Using this method will significantly reduce survey time. If there is a company you are interested in among the stocks invested in by the fund, you can buy it. That way, all you have to do is look at the fund’s materials, so 10 minutes should be enough.

You can save a lot of time on stock selection, but it’s too early to invest on its own. For example, the situation is different when you want to invest in a company called A and when the active fund used for stock selection makes an investment. Even if the price is low when the fund invests, there may be cases where the price has risen since then.

IT IS IMPORTANT TO ESTABLISH INVESTMENT STANDARDS

Even if the price has already risen and you can’t buy the stock, it’s important to think about why the investment was chosen. The reason why the stock was selected as an investment target is that it is in line with the investment policy of the active fund.

The fund limits the investment target by setting the investment policy. Find a company that is suitable for investment from a limited investment target.

When that happens, it becomes important to find a fund that you are comfortable with. Each active fund has its own investment story. The point is which story you find attractive.

The stocks selected by the fund’s investment policy that you find attractive are likely to be the companies you want to buy. If you don’t see a stock that comes to your mind, then either your selection or the fund’s selection is out of sync.

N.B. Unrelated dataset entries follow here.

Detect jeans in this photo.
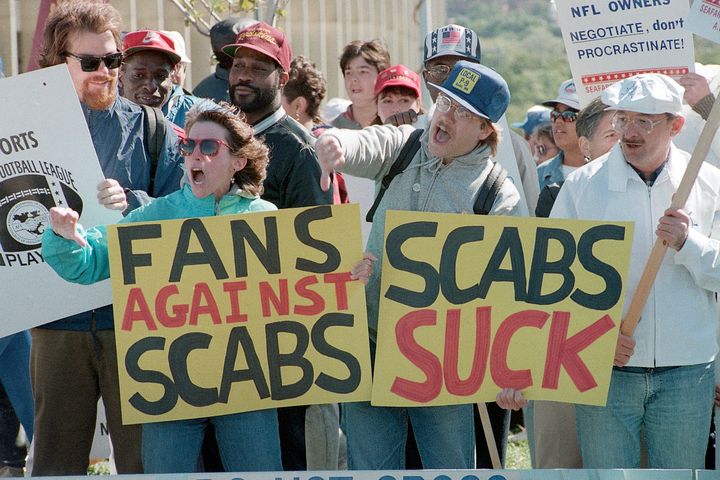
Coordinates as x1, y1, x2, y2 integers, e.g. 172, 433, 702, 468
142, 409, 282, 473
342, 401, 474, 469
576, 362, 714, 469
0, 332, 33, 443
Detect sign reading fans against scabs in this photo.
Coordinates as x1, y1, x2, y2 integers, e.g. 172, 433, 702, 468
372, 211, 634, 408
0, 65, 120, 338
555, 0, 694, 106
107, 204, 372, 424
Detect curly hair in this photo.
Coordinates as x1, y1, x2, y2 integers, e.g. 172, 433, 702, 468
184, 103, 269, 197
39, 1, 123, 68
338, 39, 391, 75
283, 56, 327, 125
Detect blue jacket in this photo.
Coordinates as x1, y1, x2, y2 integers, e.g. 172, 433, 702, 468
42, 184, 276, 288
536, 151, 566, 191
41, 95, 185, 330
192, 66, 230, 103
163, 85, 204, 129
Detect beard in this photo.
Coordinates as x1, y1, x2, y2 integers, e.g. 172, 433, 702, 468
229, 81, 278, 114
81, 74, 118, 110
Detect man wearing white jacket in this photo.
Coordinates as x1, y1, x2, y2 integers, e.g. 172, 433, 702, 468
551, 73, 720, 468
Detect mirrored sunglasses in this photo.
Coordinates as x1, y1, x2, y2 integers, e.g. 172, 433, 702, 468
65, 52, 123, 72
550, 110, 578, 123
179, 138, 232, 157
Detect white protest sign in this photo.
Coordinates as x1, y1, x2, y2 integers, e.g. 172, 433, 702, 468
0, 65, 121, 337
496, 115, 529, 214
555, 0, 694, 106
687, 0, 720, 43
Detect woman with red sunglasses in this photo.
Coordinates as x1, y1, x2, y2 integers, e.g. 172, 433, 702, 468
42, 101, 375, 473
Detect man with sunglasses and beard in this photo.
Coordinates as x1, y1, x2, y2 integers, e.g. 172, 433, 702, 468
223, 22, 333, 471
32, 1, 183, 475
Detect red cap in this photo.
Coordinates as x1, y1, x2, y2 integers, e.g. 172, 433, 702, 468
221, 22, 292, 72
374, 65, 421, 99
122, 30, 181, 64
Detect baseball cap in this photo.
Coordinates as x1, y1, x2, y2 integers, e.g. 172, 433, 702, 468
602, 73, 684, 115
424, 24, 481, 64
429, 61, 510, 123
512, 105, 551, 135
222, 22, 292, 72
374, 65, 421, 98
162, 30, 191, 63
122, 30, 181, 65
542, 79, 580, 110
210, 18, 257, 53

It’s also a good idea to find a fund with an exciting story by comparing the contents of various active funds.

HOW TO UNDERSTAND THE REASON FOR INVESTING IN A FUND?

Depending on the fund, the reasons for selecting individual stocks may be clearly stated. That information can also help you determine if you are a company to invest in.

Active funds can be broadly divided into two types depending on the stock selection method. The difference between value investment and growth investment: buying a stock that is considered cheap at the moment or buying a company with a future.

Another timeline is whether you are choosing an investment target for the next few years. The reasons for investing in the same stock differ depending on whether the investment destination is reorganized within one year or whether it is a long-term investment looking five or ten years from now.

There are few funds that carefully specify the reasons for selecting individual investment destinations, so it is a good idea to search for funds that disclose the reasons for selecting stocks. Among the independent investment trusts I mentioned last time, there are also funds that individually specify the reasons for stock selection.

ACCESS TO INFORMATION NOT KNOWN TO INDIVIDUALS

Analysts in active funds have the opportunity to speak directly to the management of the investee company. The information that the management himself tells may be important content that ordinary investors cannot touch.

At the very least, you can meet the management just by being a fund analyst. Analysts or fund managers are likely to find investment opportunities, even if they don’t understand why they are investing by looking at where the fund is invested.

If you think you can’t be a connoisseur of a stock, it’s a good tactic to buy some stocks from the fund’s investees, depending on your budget. However, at the very least, it is assumed that the fund you use as a reference for stock selection has a good past management record.